Der sonst übliche Jahresempfang der Prälatur Heilbronn fand erstmals als ökumenischer Empfang der Kirchen statt. Als Thema stellte er das Gemeinwohl und die Verantwortung für das Gemeinwesen in den Vordergrund. Als Hauptgast war Steffen Jäger, Präsident des Gemeindetags Baden-Württemberg, geladen.
Im Gespräch mit Prälat Ralf Albrecht, der die Veranstaltung in der Kilianskirche moderierte, blickte Jäger auch auf den Stellenwert des Ehrenamts. Dieses müsse im alltäglichen Erleben wieder mehr Wertschätzung bekommen, sagte er.

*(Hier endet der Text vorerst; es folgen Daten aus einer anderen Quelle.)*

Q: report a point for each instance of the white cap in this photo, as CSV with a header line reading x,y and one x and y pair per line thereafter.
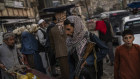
x,y
40,21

Bei der anschließenden Podiumsrunde mit weiteren Gästen sprach Sarina Pfründer, Bürgermeisterin der Stadt Lauffen am Neckar, den Kirchen eine nach wie vor wichtige Rolle zu. Sie zählte die Kindergärten, die Seniorenarbeit und die Jugendarbeit auf. Pfründer wünschte den Kirchen, dass sie weiterhin „Kraft haben, diese Aufgaben zu erfüllen“.
Die Bedeutung von Ehrenamt
Der katholische Dekan Roland Rossnagel erwähnte ebenfalls die Bedeutung der Kindergärten und würdigte das Wirken der Erzieherinnen und Erzieher. Nneka Chukwu-Brecht, Leiterin des Seniorenzentrums St. Elisabeth, berichtete von den Ehrenamtserfahrungen in ihrer Einrichtung. Sie bezeichnete Zeit als das Wertvollste, was wir geben könnten.
Der evangelische Dekan Christoph Baisch sprach vom Ehrenamt als „großes Übungsfeld“ für die Herausforderung der Vielfalt. Weihbischof Thomas Maria Renz erwähnte die Freiwilligendienste, und wie diese die Jugendlichen prägten: „Sie kommen verändert zurück.“
Zwischen den Gesprächsteilen beeindruckte das Vokalensemble Zwölfklang die Teilnehmerinnen und Teilnehmer des Empfangs. Diese konnten nach einem Segen und einem gemeinsamen Lied das Thema dann bei einem kleinen Imbiss vertiefen.